Open mitchelloharawild opened 4 years ago

mitchelloharawild commented 4 years ago

Currently each model created in estimate() contains no key variables, which limits the ability to use global models.

Adding the key dimension to modelling requires substantial work in generalising methods to support this new dimension.

mitchelloharawild commented 4 years ago

cc @anastasiospanagiotelis @Sayani07

hongooi73 commented 4 years ago

At a minimum, I suspect this will mean giving up the concept of a mable as a rectangular data structure.

CorentinLemaitre commented 4 years ago

Hello, I don't understand exactly how this solves the issue I have described in #175. I am french so sorry if i have badly understood, and badly explained.

My goal is not to make multiple model and aggregate them. My goal is to use different time series of the same dimension as regressor. One simple example is : modeling the population of country A depending on the population of the other countries in the world. It is not really a forecast but a nowcast or a validation of data.

mitchelloharawild commented 4 years ago

Hi.

The problem you described in https://github.com/tidyverts/fable/issues/175 is currently not possible with the interface design of fable. You can see this in your attempt to construct this model: TSLM(Population ~ Population) (where the regressor population refers to the population of other countries). The Population regressors are stored in series with different keys (different Countries), and currently fable models only consider one series/key at a time.

To fix this issue (and allow for a model specified like you desire), the interface needs to be extended to allow models to use data across multiple keys/series. This would allow you to model Population from one series, using the Population of the other series. This interface extension won't directly implement the model you want, but it allows for a model of that style to be created in the first place.


The current approach to this problem is to use your data in a wide format with pivot_wider(), and then write separate models for each country of interest. Resolving this issue allows an alternate interface to multivariate modelling which is better suited for your problem.
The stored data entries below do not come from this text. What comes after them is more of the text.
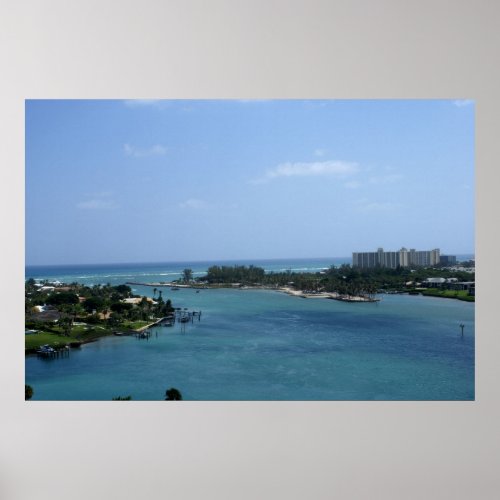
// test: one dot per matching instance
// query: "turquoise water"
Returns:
(265, 345)
(116, 274)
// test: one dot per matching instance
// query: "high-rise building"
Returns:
(403, 258)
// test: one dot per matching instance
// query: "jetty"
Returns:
(45, 351)
(179, 315)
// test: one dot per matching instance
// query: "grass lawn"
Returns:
(55, 338)
(450, 294)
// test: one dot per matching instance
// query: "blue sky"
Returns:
(151, 180)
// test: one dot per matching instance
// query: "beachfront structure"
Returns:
(403, 258)
(448, 260)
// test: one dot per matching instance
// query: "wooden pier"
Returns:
(51, 353)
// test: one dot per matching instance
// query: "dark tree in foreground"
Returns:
(173, 394)
(28, 392)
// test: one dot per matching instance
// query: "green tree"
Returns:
(66, 324)
(28, 392)
(173, 394)
(187, 275)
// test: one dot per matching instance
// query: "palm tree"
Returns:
(187, 275)
(28, 392)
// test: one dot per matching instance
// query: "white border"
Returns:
(248, 49)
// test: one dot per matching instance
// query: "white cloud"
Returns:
(194, 204)
(352, 184)
(97, 204)
(139, 103)
(337, 169)
(319, 152)
(376, 206)
(156, 150)
(460, 103)
(386, 179)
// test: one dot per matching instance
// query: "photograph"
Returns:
(249, 250)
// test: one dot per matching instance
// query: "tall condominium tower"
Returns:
(403, 258)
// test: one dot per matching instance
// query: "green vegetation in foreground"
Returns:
(80, 314)
(448, 294)
(345, 280)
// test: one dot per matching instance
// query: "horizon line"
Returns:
(202, 261)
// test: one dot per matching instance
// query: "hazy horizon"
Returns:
(218, 180)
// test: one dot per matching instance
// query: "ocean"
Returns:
(265, 345)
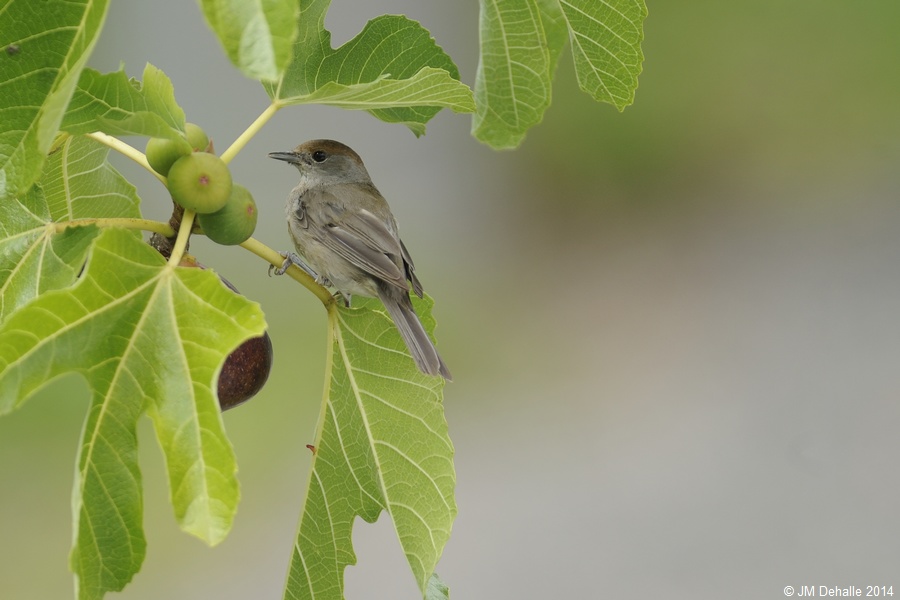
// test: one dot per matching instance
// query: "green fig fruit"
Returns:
(162, 153)
(234, 222)
(200, 182)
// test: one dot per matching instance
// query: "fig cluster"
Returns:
(200, 181)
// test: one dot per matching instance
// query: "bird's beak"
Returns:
(291, 157)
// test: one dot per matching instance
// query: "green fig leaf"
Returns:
(150, 337)
(256, 36)
(437, 589)
(521, 41)
(393, 69)
(35, 257)
(116, 105)
(39, 69)
(382, 445)
(606, 45)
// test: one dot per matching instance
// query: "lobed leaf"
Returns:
(521, 41)
(383, 445)
(393, 69)
(256, 36)
(606, 45)
(116, 105)
(33, 258)
(512, 83)
(43, 47)
(78, 182)
(145, 336)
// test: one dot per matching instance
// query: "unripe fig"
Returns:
(197, 138)
(162, 153)
(234, 222)
(246, 370)
(200, 182)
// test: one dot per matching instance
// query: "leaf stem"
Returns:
(129, 151)
(252, 130)
(184, 234)
(296, 273)
(141, 224)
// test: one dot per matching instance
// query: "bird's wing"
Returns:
(362, 239)
(411, 270)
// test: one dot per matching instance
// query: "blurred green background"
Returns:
(674, 331)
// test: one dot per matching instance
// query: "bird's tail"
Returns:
(417, 341)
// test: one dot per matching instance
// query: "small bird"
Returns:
(343, 227)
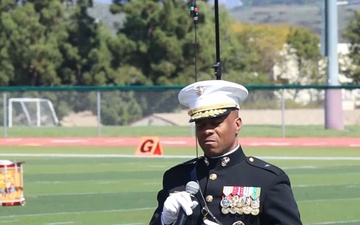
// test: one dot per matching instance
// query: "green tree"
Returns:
(352, 34)
(160, 41)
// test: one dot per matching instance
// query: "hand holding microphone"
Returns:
(179, 205)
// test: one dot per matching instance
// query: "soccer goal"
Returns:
(31, 112)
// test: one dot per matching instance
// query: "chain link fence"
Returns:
(95, 109)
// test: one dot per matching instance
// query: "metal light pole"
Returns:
(333, 97)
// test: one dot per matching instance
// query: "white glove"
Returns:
(208, 222)
(174, 203)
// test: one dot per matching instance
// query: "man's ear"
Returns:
(238, 123)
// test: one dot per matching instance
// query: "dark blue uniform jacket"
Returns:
(271, 201)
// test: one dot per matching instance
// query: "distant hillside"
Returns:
(296, 15)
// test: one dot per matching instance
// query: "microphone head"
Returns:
(192, 187)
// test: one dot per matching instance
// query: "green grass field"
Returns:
(122, 190)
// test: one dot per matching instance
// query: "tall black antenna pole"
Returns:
(217, 66)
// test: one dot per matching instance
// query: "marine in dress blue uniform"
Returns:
(235, 189)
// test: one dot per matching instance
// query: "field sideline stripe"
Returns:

mitchelloharawild commented 4 years ago

Update on this: To maintain a consistent structure in the mable, each model in a mable must contain the same number of series. A pre-model function is used to specify which keys are passed into each model.

If a univariate model is specified, each series will be estimated separately. However the return object will nest these models, and allow for additional behaviour such as handling covariances between the nested model's residuals. If a multivariate model is specified, all series are passed into the estimation function.

This will require some restructuring, as fabletools assumes uni-keyed modelling in many places.

hongooi73 commented 3 years ago

Hi @mitchelloharawild, has there been any progress lately on this?

mitchelloharawild commented 3 years ago

@njtierney is interested in this functionality for some INLA type modelling. It is also more important to have this functionality now for global models such as a global AR.

mitchelloharawild commented 3 weeks ago

Design idea: this could be added to the lhs of the model formula with some infix operator at the top level of the AST.

For example with @ as the separator:

<model>(<response(s)> @ <tidyselect keys> ~ <specials>)

It isn't immediately obvious to me if specifying keys like this should include or exclude them. The default must be the same as current behaviour, which is including all keys. So perhaps selected key columns should persist into the model object (in a sense @ becomes a selector of the keys kept within the model).